By Christopher White, 30 September 2024
Pope Francis is welcomed to the Catholic University of Leuven (KU Lueven) to meet with University Professors. Image: Vatican Media

 

During a Sept. 27 visit to one of the Catholic Church’s most storied universities, Pope Francis heard pleas for the church to reconsider its stance against the ordination of women, become more welcoming to LGBTQ people and have a deeper reckoning with its history of clergy abuse and cover-up.

“Why do we tolerate this considerable gap between men and women in a church that is so often carried on the shoulders of women?” asked Luc Sels, rector of the Catholic University of Leuven (KU Lueven). “Would the church not be a warmer community if there was a prominent place for women, including in the priesthood?”

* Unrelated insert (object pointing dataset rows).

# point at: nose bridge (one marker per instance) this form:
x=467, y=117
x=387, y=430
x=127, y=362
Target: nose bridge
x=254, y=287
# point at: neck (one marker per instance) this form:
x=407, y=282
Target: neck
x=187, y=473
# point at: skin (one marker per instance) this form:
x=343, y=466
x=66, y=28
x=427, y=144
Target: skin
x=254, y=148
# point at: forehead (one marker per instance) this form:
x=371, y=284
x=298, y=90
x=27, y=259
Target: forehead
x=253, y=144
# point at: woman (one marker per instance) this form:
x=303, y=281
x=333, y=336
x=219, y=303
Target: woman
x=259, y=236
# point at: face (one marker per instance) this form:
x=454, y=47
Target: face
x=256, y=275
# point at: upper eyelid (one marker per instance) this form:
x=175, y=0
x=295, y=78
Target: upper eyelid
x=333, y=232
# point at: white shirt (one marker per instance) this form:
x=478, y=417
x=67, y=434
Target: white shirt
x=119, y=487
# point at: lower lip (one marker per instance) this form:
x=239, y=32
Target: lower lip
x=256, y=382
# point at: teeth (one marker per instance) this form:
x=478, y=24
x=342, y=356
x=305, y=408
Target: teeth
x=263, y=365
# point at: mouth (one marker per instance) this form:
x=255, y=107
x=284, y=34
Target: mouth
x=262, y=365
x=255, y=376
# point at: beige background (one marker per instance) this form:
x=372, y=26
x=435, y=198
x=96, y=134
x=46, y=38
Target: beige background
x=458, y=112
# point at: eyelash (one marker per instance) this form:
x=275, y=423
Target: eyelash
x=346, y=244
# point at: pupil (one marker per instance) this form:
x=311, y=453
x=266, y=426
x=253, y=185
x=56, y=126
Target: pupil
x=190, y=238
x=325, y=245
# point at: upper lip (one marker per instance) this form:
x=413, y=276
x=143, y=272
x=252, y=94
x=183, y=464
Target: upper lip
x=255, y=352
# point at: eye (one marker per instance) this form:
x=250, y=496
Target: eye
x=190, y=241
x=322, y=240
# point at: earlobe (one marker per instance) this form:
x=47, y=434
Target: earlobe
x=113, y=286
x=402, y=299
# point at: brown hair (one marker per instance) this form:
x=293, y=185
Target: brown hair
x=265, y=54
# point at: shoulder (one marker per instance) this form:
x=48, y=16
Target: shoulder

Sels’ candid remarks — in the presence of the pope and on a campus of a leading Catholic research university — came during a visit by Francis to celebrate the 600th anniversary of Leuven’s founding, which will be in 2025.

While the rector’s challenge was not as direct as that of Mercy Sr. Theresa Kane’s historic 1979 demand to Pope John Paul II that women be “included in all the ministries of our church,” it marked a rare occasion where the head of the Catholic Church was directly confronted over doctrine inside one of its own institutions.